Best for the Samsung Frame Pro 2026 (65”):
- Art enthusiasts who specifically want museum-tier works (MoMA, The Met) on their wall and are willing to pay $4.99/month for the full Art Store
- Buyers planning to keep the TV 7+ years and who value the 7-year Tizen OS update commitment
- Minimalists who want a truly wireless wall (only the power cord on the TV itself)
- Homeowners with strong midday sunlight in the room — the Advanced Glare Free coating handles glare noticeably better
- Buyers who want the strongest resale value in the art TV category
Best for the Hisense CanvasTV 2026 (65”):
- First-time art TV buyers who want to test the concept without a $2,000 commitment
- Buyers who don’t want a monthly art subscription — the 2,000+ included works are enough for most households
- Living rooms with mixed-use viewing (movies, streaming, gaming) where Dolby Vision support matters
- Anyone with a small-to-medium room where the Mini LED local-dimming advantage of the Frame Pro doesn’t show up clearly
- Buyers who want the teak frame in the box instead of as a separate purchase
Skip both if:
- You mostly watch cable news, sitcoms, or talk shows — the art mode will never be on, so a $500-$700 regular TV is a smarter spend.
- You’re decorating on a strict budget and the art TV is a “nice to have” — wait for a clearance sale on the previous-generation models, where you can get a 2024 Hisense CanvasTV or 2023 Samsung Frame at 30-50% off MSRP.
- Your wall is in a low-light basement or windowless room — the matte anti-glare coatings exist to fight reflections, and in a dark room a regular OLED often looks better for movie content.
Bottom Line
The “smart shopping” answer here is the one that most reviewers dodge: for the majority of buyers, the Hisense CanvasTV 2026 is the better long-term value.

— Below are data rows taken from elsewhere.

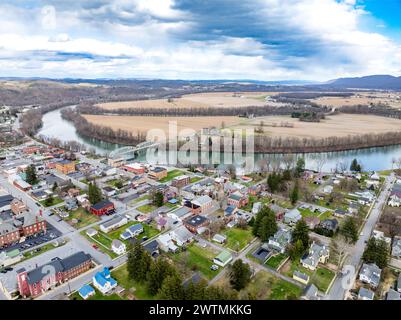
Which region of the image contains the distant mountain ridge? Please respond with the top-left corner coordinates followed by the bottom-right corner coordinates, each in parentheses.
top-left (326, 75), bottom-right (401, 90)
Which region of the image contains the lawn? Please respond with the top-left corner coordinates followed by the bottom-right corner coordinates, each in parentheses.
top-left (281, 259), bottom-right (335, 293)
top-left (168, 244), bottom-right (220, 280)
top-left (132, 194), bottom-right (150, 204)
top-left (107, 221), bottom-right (160, 242)
top-left (137, 204), bottom-right (157, 213)
top-left (298, 208), bottom-right (320, 218)
top-left (111, 264), bottom-right (155, 300)
top-left (310, 267), bottom-right (336, 293)
top-left (269, 279), bottom-right (303, 300)
top-left (70, 288), bottom-right (122, 300)
top-left (159, 170), bottom-right (186, 183)
top-left (223, 227), bottom-right (255, 252)
top-left (265, 253), bottom-right (288, 270)
top-left (190, 176), bottom-right (203, 184)
top-left (39, 196), bottom-right (64, 207)
top-left (227, 270), bottom-right (302, 300)
top-left (81, 231), bottom-right (118, 259)
top-left (65, 207), bottom-right (100, 229)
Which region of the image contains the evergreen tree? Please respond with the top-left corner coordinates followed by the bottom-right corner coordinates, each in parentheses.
top-left (362, 238), bottom-right (388, 269)
top-left (52, 182), bottom-right (58, 192)
top-left (88, 182), bottom-right (102, 204)
top-left (147, 258), bottom-right (177, 295)
top-left (252, 206), bottom-right (278, 241)
top-left (350, 159), bottom-right (362, 172)
top-left (290, 180), bottom-right (299, 205)
top-left (288, 239), bottom-right (305, 260)
top-left (292, 219), bottom-right (310, 250)
top-left (340, 216), bottom-right (359, 243)
top-left (229, 259), bottom-right (251, 291)
top-left (204, 286), bottom-right (238, 300)
top-left (152, 191), bottom-right (164, 207)
top-left (25, 164), bottom-right (38, 185)
top-left (44, 194), bottom-right (54, 206)
top-left (295, 157), bottom-right (305, 177)
top-left (185, 280), bottom-right (208, 300)
top-left (127, 242), bottom-right (152, 283)
top-left (158, 274), bottom-right (185, 300)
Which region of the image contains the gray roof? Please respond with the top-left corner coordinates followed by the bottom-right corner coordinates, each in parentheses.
top-left (193, 195), bottom-right (212, 206)
top-left (302, 284), bottom-right (318, 299)
top-left (170, 206), bottom-right (191, 218)
top-left (24, 251), bottom-right (91, 285)
top-left (386, 288), bottom-right (401, 300)
top-left (294, 270), bottom-right (309, 282)
top-left (360, 263), bottom-right (382, 287)
top-left (358, 287), bottom-right (374, 300)
top-left (100, 215), bottom-right (126, 229)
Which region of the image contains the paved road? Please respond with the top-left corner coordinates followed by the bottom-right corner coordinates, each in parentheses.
top-left (326, 173), bottom-right (395, 300)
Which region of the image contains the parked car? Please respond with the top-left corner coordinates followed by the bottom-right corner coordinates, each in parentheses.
top-left (210, 265), bottom-right (219, 271)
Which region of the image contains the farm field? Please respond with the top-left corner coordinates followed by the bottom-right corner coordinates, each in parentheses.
top-left (310, 92), bottom-right (401, 109)
top-left (84, 113), bottom-right (401, 140)
top-left (96, 92), bottom-right (280, 110)
top-left (233, 114), bottom-right (401, 139)
top-left (82, 114), bottom-right (241, 137)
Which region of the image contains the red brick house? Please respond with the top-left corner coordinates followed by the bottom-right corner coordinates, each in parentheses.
top-left (227, 192), bottom-right (248, 208)
top-left (171, 175), bottom-right (190, 188)
top-left (183, 215), bottom-right (209, 233)
top-left (90, 200), bottom-right (115, 216)
top-left (17, 251), bottom-right (92, 298)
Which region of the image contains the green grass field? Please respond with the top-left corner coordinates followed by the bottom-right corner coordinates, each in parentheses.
top-left (111, 265), bottom-right (155, 300)
top-left (23, 241), bottom-right (66, 260)
top-left (66, 207), bottom-right (100, 229)
top-left (40, 196), bottom-right (64, 207)
top-left (159, 170), bottom-right (186, 183)
top-left (265, 253), bottom-right (288, 270)
top-left (223, 227), bottom-right (255, 252)
top-left (137, 204), bottom-right (157, 213)
top-left (169, 244), bottom-right (220, 280)
top-left (310, 267), bottom-right (336, 293)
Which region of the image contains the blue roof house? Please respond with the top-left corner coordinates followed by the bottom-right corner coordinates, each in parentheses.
top-left (92, 267), bottom-right (117, 295)
top-left (78, 284), bottom-right (95, 300)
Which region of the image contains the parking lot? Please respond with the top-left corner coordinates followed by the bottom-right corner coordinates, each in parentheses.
top-left (2, 222), bottom-right (62, 254)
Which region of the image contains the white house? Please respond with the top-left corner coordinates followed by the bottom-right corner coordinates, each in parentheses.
top-left (111, 239), bottom-right (126, 255)
top-left (284, 208), bottom-right (302, 225)
top-left (157, 233), bottom-right (179, 253)
top-left (100, 216), bottom-right (128, 233)
top-left (301, 242), bottom-right (330, 271)
top-left (171, 226), bottom-right (194, 246)
top-left (92, 268), bottom-right (117, 295)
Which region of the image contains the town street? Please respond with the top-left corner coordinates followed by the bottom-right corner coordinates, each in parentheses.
top-left (326, 173), bottom-right (396, 300)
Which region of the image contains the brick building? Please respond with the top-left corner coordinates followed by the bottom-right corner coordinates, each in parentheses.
top-left (55, 160), bottom-right (76, 175)
top-left (17, 251), bottom-right (92, 298)
top-left (90, 200), bottom-right (115, 216)
top-left (148, 167), bottom-right (168, 180)
top-left (171, 175), bottom-right (191, 188)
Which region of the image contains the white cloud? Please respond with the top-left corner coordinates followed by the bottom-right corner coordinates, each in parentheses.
top-left (0, 0), bottom-right (399, 80)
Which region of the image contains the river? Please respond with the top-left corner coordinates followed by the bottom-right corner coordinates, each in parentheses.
top-left (37, 108), bottom-right (401, 172)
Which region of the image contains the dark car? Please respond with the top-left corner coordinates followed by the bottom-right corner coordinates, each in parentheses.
top-left (4, 267), bottom-right (13, 271)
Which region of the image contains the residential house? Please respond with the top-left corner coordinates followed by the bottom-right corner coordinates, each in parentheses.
top-left (102, 186), bottom-right (116, 197)
top-left (78, 284), bottom-right (95, 300)
top-left (171, 225), bottom-right (194, 246)
top-left (304, 216), bottom-right (320, 229)
top-left (186, 195), bottom-right (214, 214)
top-left (224, 205), bottom-right (238, 218)
top-left (252, 202), bottom-right (262, 215)
top-left (301, 242), bottom-right (330, 271)
top-left (68, 188), bottom-right (80, 198)
top-left (90, 200), bottom-right (115, 216)
top-left (0, 194), bottom-right (14, 212)
top-left (227, 192), bottom-right (248, 208)
top-left (10, 199), bottom-right (27, 215)
top-left (301, 284), bottom-right (319, 300)
top-left (167, 206), bottom-right (192, 222)
top-left (183, 215), bottom-right (209, 234)
top-left (92, 267), bottom-right (117, 295)
top-left (143, 240), bottom-right (160, 258)
top-left (131, 175), bottom-right (146, 188)
top-left (386, 288), bottom-right (401, 300)
top-left (213, 250), bottom-right (233, 267)
top-left (334, 208), bottom-right (347, 218)
top-left (268, 228), bottom-right (292, 254)
top-left (323, 185), bottom-right (333, 194)
top-left (17, 251), bottom-right (92, 298)
top-left (358, 287), bottom-right (375, 300)
top-left (284, 208), bottom-right (302, 225)
top-left (120, 223), bottom-right (143, 240)
top-left (293, 271), bottom-right (309, 285)
top-left (268, 204), bottom-right (286, 221)
top-left (319, 219), bottom-right (339, 233)
top-left (392, 238), bottom-right (401, 258)
top-left (111, 239), bottom-right (126, 255)
top-left (100, 215), bottom-right (128, 233)
top-left (252, 244), bottom-right (272, 263)
top-left (63, 198), bottom-right (76, 212)
top-left (212, 234), bottom-right (227, 244)
top-left (372, 230), bottom-right (392, 248)
top-left (86, 228), bottom-right (98, 237)
top-left (359, 263), bottom-right (382, 288)
top-left (157, 233), bottom-right (179, 253)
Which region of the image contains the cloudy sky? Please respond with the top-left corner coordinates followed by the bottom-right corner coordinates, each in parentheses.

You get a real gallery-style art TV, a generous included art library, Dolby Vision HDR, Google TV, and an UltraSlim Wall Mount — for roughly 50-65% of the Samsung Frame Pro’s price. The 5-year cost-of-ownership gap is around $800, and that gap is hard to justify unless you specifically need museum art, Mini LED local dimming, or the wireless One Connect Box.
The Samsung Frame Pro 2026 is the right pick for a narrower audience: serious art collectors who want museum-tier works, minimalist homeowners who want a truly cable-free wall, and buyers planning a 7-10 year hold who value the 7-year Tizen update commitment and the stronger resale. For everyone else, the Hisense CanvasTV delivers the art TV experience that actually matters — at a price that respects your wallet.
Buy smart. Get more value. For most living rooms, that means the CanvasTV.